Volltext auf 'Open Access LMU' nicht verfügbar.

Abstract

Ever since the classic research of Nicholls (1976) and others, effort has been recognized as a double-edged sword: while it might enhance achievement, it undermines academic self-concept (ASC). However, there has not been a thorough evaluation of the longitudinal reciprocal effects of effort, ASC, and achievement, in the context of modern self-concept theory and statistical methodology. Nor have there been developmental equilibrium tests of whether these effects are consistent across the potentially volatile early-to-middle adolescence.

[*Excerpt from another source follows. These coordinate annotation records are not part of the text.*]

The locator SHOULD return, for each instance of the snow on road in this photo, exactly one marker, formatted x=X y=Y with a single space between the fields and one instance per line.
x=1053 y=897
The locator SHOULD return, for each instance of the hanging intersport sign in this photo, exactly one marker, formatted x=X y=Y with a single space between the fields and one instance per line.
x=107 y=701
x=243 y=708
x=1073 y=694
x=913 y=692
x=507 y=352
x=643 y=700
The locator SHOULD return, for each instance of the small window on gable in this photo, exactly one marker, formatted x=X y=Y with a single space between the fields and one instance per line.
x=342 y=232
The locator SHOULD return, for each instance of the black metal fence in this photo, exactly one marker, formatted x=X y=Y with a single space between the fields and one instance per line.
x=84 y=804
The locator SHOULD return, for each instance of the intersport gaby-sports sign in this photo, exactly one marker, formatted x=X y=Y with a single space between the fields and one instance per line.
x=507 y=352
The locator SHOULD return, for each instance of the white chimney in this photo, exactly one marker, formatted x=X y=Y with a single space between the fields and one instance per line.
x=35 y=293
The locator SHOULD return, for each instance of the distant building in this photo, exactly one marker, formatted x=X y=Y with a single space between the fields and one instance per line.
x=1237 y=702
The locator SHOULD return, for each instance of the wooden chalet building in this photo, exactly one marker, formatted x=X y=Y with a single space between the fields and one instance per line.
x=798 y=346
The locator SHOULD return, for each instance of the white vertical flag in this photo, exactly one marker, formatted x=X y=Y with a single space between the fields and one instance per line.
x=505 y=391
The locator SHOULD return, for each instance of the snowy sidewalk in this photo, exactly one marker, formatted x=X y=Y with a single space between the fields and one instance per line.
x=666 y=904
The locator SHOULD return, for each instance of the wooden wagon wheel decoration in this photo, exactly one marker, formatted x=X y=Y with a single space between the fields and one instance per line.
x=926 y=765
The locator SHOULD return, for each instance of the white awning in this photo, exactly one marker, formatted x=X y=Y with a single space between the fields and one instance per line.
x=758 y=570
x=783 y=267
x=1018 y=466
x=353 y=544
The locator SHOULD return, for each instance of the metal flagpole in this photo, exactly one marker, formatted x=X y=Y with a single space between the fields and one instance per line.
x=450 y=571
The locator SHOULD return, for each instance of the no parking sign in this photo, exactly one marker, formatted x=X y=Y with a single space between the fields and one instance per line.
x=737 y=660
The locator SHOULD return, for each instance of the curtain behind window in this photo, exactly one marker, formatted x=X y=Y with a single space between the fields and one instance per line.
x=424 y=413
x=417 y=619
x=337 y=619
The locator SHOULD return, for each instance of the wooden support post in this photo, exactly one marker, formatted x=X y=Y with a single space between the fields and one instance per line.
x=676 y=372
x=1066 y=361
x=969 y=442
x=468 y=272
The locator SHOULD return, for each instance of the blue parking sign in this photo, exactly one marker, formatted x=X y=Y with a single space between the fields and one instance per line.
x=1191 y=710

Hence, focusing on mathematics, we evaluate reciprocal effects models (REMs) over the first 4 years of secondary school (grades 5-8), relating effort, achievement (test scores and school grades), ASC, and ASC x Effort interactions for a representative sample of 3,144 German students (M-age = 11.75 years at Wave 1). ASC, effort, and achievement were positively correlated at each wave, and there was a clear pattern of positive reciprocal positive effects among ASC, test scores, and school grades-each contributing to the other, after controlling for the prior effects of all others. There was an asymmetrical pattern of effects for effort that is consistent with the double-edged sword premise: prior school grades had positive effects on subsequent effort, but prior effort had nonsignificant or negative effects on subsequent grades and ASC. However, on the basis of a synergistic application of new theory and methodology, we predicted and found a significant ASC x Effort interaction, such that prior effort had more positive effects on subsequent ASC and school grades when prior ASC was high-thus providing a key to breaking the double-edged sword.